A CACHAÇA INFIEL
A CACHAÇA INFIEL
Amizades são constituídas a partir dos objetivos comuns, lugares comuns; mesmos desejos e respeito às opiniões diversas. Lauro é amigo fiel. Aos domingos, feriados, festas de fim de ano, ele nunca dispensa seus amigos: Albano e a cachaça.
- Vamos? – é o convite sempre feito pela retórica da palavra. Albano aceita, como de costume, com gestos, ações, prontificações.
O boteco da rua 46 é o ponto cativo.
Piadas, risos, conversa inútil e, claro, a cachaça são algumas das motivações dos furtivos encontros. Motivações do fiel amigo, do amigo fiel.

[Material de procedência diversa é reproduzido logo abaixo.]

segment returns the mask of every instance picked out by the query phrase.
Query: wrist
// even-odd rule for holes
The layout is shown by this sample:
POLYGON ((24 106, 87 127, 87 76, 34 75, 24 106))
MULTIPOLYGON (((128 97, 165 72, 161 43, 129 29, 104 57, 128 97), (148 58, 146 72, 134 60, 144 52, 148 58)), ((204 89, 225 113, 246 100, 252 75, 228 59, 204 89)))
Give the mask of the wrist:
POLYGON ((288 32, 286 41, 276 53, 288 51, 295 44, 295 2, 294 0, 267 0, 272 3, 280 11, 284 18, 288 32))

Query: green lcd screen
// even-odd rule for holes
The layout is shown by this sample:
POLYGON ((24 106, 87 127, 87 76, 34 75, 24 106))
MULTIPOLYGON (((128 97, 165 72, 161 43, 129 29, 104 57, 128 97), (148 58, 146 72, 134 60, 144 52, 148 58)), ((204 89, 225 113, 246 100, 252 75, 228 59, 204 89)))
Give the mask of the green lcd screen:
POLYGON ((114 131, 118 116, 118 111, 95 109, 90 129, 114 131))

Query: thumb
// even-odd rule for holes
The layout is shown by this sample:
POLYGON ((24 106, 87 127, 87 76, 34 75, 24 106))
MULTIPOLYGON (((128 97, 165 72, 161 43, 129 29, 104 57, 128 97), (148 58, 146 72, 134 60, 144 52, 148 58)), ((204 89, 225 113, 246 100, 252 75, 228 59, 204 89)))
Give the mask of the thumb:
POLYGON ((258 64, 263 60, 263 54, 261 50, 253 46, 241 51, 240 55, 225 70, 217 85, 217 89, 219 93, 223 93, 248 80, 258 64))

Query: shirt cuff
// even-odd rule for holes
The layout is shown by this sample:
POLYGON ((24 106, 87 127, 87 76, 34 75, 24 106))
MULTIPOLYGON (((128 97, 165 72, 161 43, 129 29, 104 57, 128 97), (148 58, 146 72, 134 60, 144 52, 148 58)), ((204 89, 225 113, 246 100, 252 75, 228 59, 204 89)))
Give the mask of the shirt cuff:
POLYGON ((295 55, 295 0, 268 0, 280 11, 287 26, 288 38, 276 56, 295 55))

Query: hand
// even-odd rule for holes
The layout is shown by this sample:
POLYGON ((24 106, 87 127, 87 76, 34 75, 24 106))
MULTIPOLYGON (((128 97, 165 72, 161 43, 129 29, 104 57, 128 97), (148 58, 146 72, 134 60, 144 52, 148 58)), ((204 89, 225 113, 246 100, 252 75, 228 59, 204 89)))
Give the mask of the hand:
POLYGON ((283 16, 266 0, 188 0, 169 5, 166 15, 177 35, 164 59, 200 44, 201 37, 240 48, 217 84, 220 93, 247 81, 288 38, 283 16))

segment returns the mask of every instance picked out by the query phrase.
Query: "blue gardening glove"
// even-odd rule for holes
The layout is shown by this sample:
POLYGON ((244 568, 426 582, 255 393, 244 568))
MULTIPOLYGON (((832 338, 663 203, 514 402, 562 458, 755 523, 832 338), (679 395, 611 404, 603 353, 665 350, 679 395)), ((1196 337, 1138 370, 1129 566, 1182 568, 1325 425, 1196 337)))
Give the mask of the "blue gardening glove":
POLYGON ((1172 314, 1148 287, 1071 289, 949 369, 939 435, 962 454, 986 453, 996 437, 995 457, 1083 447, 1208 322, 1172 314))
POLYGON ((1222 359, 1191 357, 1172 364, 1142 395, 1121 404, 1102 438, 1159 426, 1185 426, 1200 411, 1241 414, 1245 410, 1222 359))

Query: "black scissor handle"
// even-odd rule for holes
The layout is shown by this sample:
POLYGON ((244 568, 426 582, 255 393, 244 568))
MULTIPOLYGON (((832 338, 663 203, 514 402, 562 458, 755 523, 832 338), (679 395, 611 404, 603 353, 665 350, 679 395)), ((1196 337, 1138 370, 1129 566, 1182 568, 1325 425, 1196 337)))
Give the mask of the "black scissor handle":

Albano, capcioso, sempre anuncia que, nessas saídas, sustenta uma relação extra-conjugal e é plenamente apoiado pela cumplicidade do amigo fiel, porém a cachaça não permite revelar tamanha ingenuidade.
Mediante a cobertura moral do amigo, Albano se despede da rua 46 e transita a cidade entre lugares comuns – casa do amigo que lhe aguarda ansioso no bar - e incomuns (longe dos olhos de Lauro); sagrados e profanos; Albano prova do amor compartilhado e a volúpia da natureza masculina dilacera, desperta-se em sensações pitorescas, irreverentes e naturais, deleita-se em prazeres propícios do incerto, grotescos e cruéis por manchar a flor da amizade.
Saciado, retorna para a companhia do amigo. Albano evidencia a coragem de ludibriar e ferir o amigo, demonstra a face camuflada, sorriso escanteado.
Para Lauro, com seu olhar cheio de escamas, só a cachaça é infiel.